TABLE 5.
Mean pharmacokinetic parameters for GS2 and GS-6620 following oral administration to pentagastrin-pretreated portal vein-cannulated male beagle dogsd
| Prodrug | Cmax portal (μM) | AUC0–t portal (μM · h) | Cmax jugular (μM) | AUC0–t jugular (μM · h) | Faa (%) | EHb (%) | Fc (%) |
|---|---|---|---|---|---|---|---|
| GS2 | 1.61 ± 0.35 | 1.77 ± 0.26 | 0.43 ± 0.09 | 0.44 ± 0.09 | 52 | 75 | 13 |
| GS-6620 | 3.65 ± 0.86 | 1.68 ± 0.80 | 0.62 ± 0.43 | 0.33 ± 0.28 | 79 | 80 | 15 |
Fraction absorbed (Fa) was calculated by comparing the dose-normalized portal vein exposure (AUC0–t) following oral administration to the AUC0–t observed following a 0.5-mg/kg intravenous infusion (30 min) of 0.34 ± 0.04 μM · h and 0.20 ± 0.04 μM · h for GS2 and GS-6620, respectively. Exposure values for intravenous infusion are the means ± SD (n = 3).

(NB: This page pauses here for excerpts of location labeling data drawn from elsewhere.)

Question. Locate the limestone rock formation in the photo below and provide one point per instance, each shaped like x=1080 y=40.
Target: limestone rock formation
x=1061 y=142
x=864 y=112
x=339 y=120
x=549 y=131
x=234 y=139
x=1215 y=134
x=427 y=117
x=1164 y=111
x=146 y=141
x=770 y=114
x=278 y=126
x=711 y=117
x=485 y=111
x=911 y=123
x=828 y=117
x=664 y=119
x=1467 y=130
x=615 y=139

Hepatic extraction (EH) was calculated using the equation 100% × (AUC0–t portal − AUC0–t jugular)/AUC0–t jugular.
Oral bioavailability (F) was calculated by comparing the dose-normalized jugular vein AUC0–t following oral administration to AUC0–t observed following intravenous infusion.
GS2 was used at 5 mg/kg in solution, and GS-6620 was used at 5 mg/kg in suspension of micronized material.